Estoy distanciado de mi ‘cuñao’ desde que un domingo en su jardín le reproché que se le había pasado el arroz y que a su paella no debería echarle cebolla.
Que desde el primer momento de esta pandemia políticos y periodistas hayan confundido ‘distancia’ con ‘distanciamiento’ ha tenido efectos taumatúrgicos. De tanto repetirlo, amigos y familiares se han distanciado tanto como yo con mi cuñado. El doctor Simón ha roto más familias que el Real Madrid-Barcelona, el prosés y el ‘no es no’ juntos. El director de las Alertas Sanitarias que no alertó ha causado más distanciamientos que el virus que no supo ver llegar sobre su nuca.
El intento del poder político de apaciguar la realidad con el lenguaje se usa desde antiguo. Recordamos a los civiles asesinados en bombardeos a los que llamaron “bajas colaterales”; al chantaje se le decía “apoyo parlamentario”; o cuando se cambió el término pobreza por el de “exclusión social”; cuando comenzó a hablarse no de convivencia vecinal sino de “interculturalidad” y nos referimos a los acosos personales como “escraches”. En momentos de cambios radicales los más interesados siempre buscan renovar el vocabulario. Zapatero fue prolijo, recordamos aquel lenguaje “inclusivo” y las aciagas metáforas “champion league”, “desaceleración” y “brotes verdes”.
Hoy en la era del coronavirus vuelve a ocurrir. Pero no siempre cuela. Desde el principio se nos intentó animar en la cuarentena llamando “héroes” a tipos ociosos que pasaban día tras día tumbados en el sofá mientras que los sanitarios se tragaban su sudor y arriesgaban sus vidas salvando otras en los hospitales. Llamar ‘nueva normalidad’ a la situación excepcional que vamos a sufrir a diario en nuestras vidas es como recibir en la cárcel al nuevo preso con un cartel que diga “bienvenido a la nueva libertad”.

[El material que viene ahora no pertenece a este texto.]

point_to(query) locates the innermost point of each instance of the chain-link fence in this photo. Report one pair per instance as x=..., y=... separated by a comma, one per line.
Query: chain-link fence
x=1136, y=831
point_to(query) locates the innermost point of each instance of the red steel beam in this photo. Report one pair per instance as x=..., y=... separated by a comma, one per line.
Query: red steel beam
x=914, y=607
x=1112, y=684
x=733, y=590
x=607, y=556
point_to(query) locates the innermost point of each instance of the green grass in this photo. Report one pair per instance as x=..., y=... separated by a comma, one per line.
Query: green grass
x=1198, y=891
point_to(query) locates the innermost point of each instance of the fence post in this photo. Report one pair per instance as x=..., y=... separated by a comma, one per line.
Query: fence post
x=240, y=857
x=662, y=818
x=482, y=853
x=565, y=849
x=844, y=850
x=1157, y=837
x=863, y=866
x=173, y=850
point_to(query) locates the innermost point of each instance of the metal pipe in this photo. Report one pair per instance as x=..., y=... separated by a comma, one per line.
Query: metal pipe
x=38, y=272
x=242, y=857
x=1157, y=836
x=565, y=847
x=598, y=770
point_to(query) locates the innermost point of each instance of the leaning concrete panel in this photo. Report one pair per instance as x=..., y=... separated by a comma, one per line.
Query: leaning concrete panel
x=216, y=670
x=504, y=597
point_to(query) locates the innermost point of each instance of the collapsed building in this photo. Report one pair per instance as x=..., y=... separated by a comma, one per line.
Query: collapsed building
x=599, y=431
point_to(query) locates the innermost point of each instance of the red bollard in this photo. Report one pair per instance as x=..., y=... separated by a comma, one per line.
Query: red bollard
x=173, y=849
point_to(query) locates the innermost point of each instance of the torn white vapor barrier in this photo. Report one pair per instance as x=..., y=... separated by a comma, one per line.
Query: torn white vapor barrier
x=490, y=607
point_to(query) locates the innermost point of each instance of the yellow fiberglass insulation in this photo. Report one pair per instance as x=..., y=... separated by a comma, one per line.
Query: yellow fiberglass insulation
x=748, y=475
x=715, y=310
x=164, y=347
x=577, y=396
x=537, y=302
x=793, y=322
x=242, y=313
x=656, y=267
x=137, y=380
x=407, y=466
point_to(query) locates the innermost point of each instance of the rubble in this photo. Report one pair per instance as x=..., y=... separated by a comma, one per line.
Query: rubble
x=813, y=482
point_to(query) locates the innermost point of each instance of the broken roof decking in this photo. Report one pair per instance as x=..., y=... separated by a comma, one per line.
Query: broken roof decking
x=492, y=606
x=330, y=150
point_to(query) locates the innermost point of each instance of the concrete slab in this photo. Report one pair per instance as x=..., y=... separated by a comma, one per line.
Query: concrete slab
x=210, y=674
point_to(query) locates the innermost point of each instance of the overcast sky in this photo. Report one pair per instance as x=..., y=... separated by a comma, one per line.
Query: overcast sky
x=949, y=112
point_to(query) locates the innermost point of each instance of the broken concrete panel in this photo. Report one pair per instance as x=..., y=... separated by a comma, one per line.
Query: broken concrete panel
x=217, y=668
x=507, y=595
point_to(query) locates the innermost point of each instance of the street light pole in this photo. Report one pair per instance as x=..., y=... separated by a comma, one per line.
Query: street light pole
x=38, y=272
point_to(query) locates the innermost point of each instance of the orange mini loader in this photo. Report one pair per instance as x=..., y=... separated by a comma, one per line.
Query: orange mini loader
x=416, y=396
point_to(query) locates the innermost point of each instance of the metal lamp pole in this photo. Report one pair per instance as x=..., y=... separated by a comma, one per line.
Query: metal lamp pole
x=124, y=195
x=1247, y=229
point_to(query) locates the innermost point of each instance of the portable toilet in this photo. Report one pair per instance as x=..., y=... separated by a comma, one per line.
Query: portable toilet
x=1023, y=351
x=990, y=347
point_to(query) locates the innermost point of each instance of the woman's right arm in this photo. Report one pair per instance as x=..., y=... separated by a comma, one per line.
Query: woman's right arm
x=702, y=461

Aún en marzo, pocos días tardó el vicepresidente en salir en la televisión para aportar sus neologismos de márketing político. No sabíamos aún los fallecidos que íbamos a llorar cuando Pablo Iglesias habló de “reconstrucción social” y de su mágico “escudo social”.
“Desescalada” y “confinamiento” son otros pulcros vocablos que nos hacen recordar el neolenguaje de ‘1984’, aquella profética distopía que acuñó George Orwell . Una ‘manOX’ anónima y astuta comenzó a difundir carteles en Madrid con la foto de Pedro Sánchez emulando al Gran Hermano orwelliano.
La imagen era tan inquietante que esos mismos anónimos autores se lo han creído y se han asustado. A las pocas semanas comenzó la revuelta de las cacerolas de Borjamari y Pocholo. La derecha ya tiene su batukada callejera, es un derecho pero no es serio ni responsable ahora. Como no lo era la primera cacerolada que se convocó contra el Rey los primeros días de la cuarentena y que tampoco tuvo autor intelectual. No lo llamemos distanciamiento llamémoslo intolerancia, ira, cainismo o fanatismo. Emociones que no podemos prohibir, pero al menos nos conviene dejarlas confinadas en casa, fuera del debate público. En nuestro ámbito privado, como el porche de mi cuñado y su asquerosa paella.
No seamos hipócritas ni ingénuos, ningún partido se ha librado del intento de sacar rédito político de esta tragedia. A los pocos días ya se estaba culpando de la avalancha de muertes a los recortes del PP. Y al poco se contraatacaba con la dura y cruda acusación al Gobierno de responsalidad penal, de eutanasia masiva y programada.
Ya vamos por los mal llamados escraches. Los inventó la izquierda antisistema contra Rajoy y ahora los hace suyos los supuestos amos del sistema. La democracia no trascurre en las calles sino en el Parlamento. El día de la última investidura de Rajoy, Pablo Iglesias apoyaba a miles de personas que rodeaban el Congreso hablando irrealmente de un ‘golpe de estado de la mafia’. “Hay más delincuentes potenciales en esta cámara, que ahí fuera”, decía el hoy vicepresidente desde la tribuna.
Eso fue hace apenas tres años. Faltaba Abascal. Nunca tanto como ahora puedo decir convencido de que Pablo Iglesias y Santiago Abascal son las dos caras de la misma moneda del frentismo, el yin-yang del fanatismo intolerante, ambos son el barón Ashler de la democracia española. Por eso se buscan, se encuentran, insultan y amenazan de continuo. La llegada de estos dos políticos, con sus estilos retóricos agresivos parecidos ha sido perniciosa para los españoles. Con ellos sí usaría el neolenguaje y a los dos les aplicaría el confinamiento en una isla desierta para que aprendan a distinguir distancia de distanciamiento.